Review: Mayfly by Jeff Sweat

Mayfly
Author: Jeff Sweat
Publisher: Feiwel & Friends
Publication Date: May 8, 2018
Pages: 356
Format: Galley/NetGalley

Jemma has spent her life scavenging tools and supplies for her tribe in the their small enclave outside what used to be a big city. Now she’s a teen, and old enough to become a Mama. Making babies is how her people survive—in Jemma’s world, life ends at age seventeen.

Survival has eclipsed love ever since the Parents died of a mysterious plague. But Jemma’s connection to a boy named Apple is stronger than her duty as a Mama. Forced to leave, Jemma and Apple are joined in exile by a mysterious boy who claims to know what is causing them to die. The world is crumbling around them, and their time is running out. Is this truly the End?


Review: I thought this was a unique take on a YA dystopian book. In this world, all the adults are gone. You die at 17 and the only way to keep the population going is to have babies around 15. I thought it was interesting to see a book from a the view of a world run by kids pretty much. It's been over 100 years since the parents died we learn. Which means somewhere around 9 or 10 generations have now passed with the children ruling everything. And we really get to realistically see how that has affected things. We see a lot of language loss. You kinda have to get used to the language they use in this because its not completely what we use. A lot of words are simplified down or changed. Instead of Hollywood, it's been simplified to Holy Wood. Instead of LA (Los Angeles), it's now Ell Aye. Words we think are pretty normal and simple are hard to pronounce or just aren't used, such as scientist, or motorcycle (which is mocycle now). This is definitely in part because of the fact no one learns to read anymore. This breakdown of language is something that really could happen over a period of time like this. 

There's also the fact that if your brain matures into adult thinking earlier than 17, it can kill you sooner. It's hard to live in a world that being smart or growing up kills you. The only people that seem to live longer are those that get brain damage and their brain stops maturing. Because of this, people seem bent on survival. Everything in the Holy Wood is about "rolling with boys" aka sex and making babies so people live on. Even if some of the girls don't want to, they are heavily persuaded into it for population reasons. This type of thinking has taken over so much that the girls are in charge and literally keep boys around mostly for being dads. If they try to do anything that seems like they are trying to get too much power, they are killed or exiled. What's even worse is that the girls in charge also will let some boys get away with rape if it means another baby. And in other groups in Ell Aye, some of the people have just let survival and the madness over dying take over that they no longer think straight. Things have just gone to hell and these kids don't know how to do anything but survive until they die.

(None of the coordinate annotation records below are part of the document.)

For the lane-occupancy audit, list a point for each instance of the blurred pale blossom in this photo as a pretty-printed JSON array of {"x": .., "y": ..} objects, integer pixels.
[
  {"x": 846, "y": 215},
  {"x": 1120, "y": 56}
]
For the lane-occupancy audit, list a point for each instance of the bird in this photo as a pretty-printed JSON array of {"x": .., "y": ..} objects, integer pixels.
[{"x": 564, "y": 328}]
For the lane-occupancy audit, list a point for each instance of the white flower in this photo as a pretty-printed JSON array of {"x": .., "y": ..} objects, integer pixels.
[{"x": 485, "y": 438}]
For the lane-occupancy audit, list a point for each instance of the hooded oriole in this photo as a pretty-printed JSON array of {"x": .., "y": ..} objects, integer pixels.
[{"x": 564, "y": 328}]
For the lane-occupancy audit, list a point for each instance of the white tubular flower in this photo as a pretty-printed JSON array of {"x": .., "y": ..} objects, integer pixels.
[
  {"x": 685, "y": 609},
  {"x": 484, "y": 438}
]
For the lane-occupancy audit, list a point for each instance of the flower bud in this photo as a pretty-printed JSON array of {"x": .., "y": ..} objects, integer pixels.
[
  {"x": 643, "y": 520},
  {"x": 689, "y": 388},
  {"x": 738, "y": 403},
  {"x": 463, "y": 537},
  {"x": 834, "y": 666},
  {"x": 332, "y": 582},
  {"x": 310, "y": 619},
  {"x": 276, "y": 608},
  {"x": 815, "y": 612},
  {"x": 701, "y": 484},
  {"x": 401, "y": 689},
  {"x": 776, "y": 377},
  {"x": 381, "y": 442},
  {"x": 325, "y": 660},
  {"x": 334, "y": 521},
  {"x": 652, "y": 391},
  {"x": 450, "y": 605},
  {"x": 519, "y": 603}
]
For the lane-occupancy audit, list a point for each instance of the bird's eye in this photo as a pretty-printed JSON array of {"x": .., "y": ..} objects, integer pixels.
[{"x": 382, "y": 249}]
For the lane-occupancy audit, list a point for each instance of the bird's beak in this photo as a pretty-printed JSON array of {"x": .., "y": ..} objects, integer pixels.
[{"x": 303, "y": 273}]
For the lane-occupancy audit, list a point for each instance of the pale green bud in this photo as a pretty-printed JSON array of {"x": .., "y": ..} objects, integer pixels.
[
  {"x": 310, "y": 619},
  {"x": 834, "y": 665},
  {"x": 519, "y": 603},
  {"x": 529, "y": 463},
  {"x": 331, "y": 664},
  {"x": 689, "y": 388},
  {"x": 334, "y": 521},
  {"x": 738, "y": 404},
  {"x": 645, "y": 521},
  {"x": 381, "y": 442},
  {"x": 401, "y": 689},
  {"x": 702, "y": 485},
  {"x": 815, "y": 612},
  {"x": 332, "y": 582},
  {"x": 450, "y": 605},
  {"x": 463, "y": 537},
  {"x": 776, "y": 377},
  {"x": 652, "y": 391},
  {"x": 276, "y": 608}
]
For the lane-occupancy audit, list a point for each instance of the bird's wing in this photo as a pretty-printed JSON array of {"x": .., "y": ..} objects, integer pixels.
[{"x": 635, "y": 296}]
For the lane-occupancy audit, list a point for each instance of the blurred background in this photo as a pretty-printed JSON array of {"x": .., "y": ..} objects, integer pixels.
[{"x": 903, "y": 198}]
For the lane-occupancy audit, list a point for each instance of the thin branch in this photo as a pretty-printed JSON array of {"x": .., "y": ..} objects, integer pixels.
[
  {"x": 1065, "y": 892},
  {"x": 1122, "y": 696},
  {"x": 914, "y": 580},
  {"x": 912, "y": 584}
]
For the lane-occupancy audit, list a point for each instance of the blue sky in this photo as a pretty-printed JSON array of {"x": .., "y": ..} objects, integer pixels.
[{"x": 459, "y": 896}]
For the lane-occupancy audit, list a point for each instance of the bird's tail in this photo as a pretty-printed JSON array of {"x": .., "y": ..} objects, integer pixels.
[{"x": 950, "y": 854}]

I definitely grew attached to our characters. I really loved Jemma and Apple. I loved the relationship these two had. Love is pretty much a thing of the past since making babies is more important, but these two managed to find it in all the chaos. I also genuinely liked Lady. She annoyed me at first just constantly obsessing over "rolling" and wanting to be a mama. And even trying to go back to the Holy Wood after what happened to her there and knowing she didn't have people to turn to after it. But I started liking her more when she tried going back, leaving Jemma and Apple and then realizing she had nothing to go back to. She realized the people she cared about weren't in Holy Wood, they were right beside her getting out of that place and protecting her. She started acting a bit smarter, wanting to help get further away and wanting to find out more about "the end" and what caused it. She starts thinking more about if they can find a way to live past it and less about rolling and making babies. I also liked "Teek," the exile. He was willing to show and use his intelligence if it meant finding a way to try and live past the end. I love that even though he seemed shifty when we first met him, it was actually because of him hiding that he can read and is actually pretty smart. So he's only trying to hide what could get him killed or kicked out again. He's actually a cool guy. 

What I didn't like is the fact the first almost half of the book is mainly about "rolling." We genuinely get that in order to keep the population going, people had to have babies. But it was just constantly talked about in almost every chapter up until our characters leave Holy Wood. It got really repetitive and old after reading it for so long. The other thing I didn't enjoy so much was the end. Our group finally makes it down near San Diego to try and find who caused everything and the entire scene with the scientist takes place in the last 5% of the book. It felt rushed just squeezing it in that small section and there could have been more explanation of things both about the end and how they could try to fix it had it not been squeezed in that small bit. We get pretty much a quick explanation that the end involved nano-tech gone wrong and that Jemma could be a part of fixing it with her connection to the haze. However, I'm hoping we'll get a sequel that will conquer this trying to stop the ending.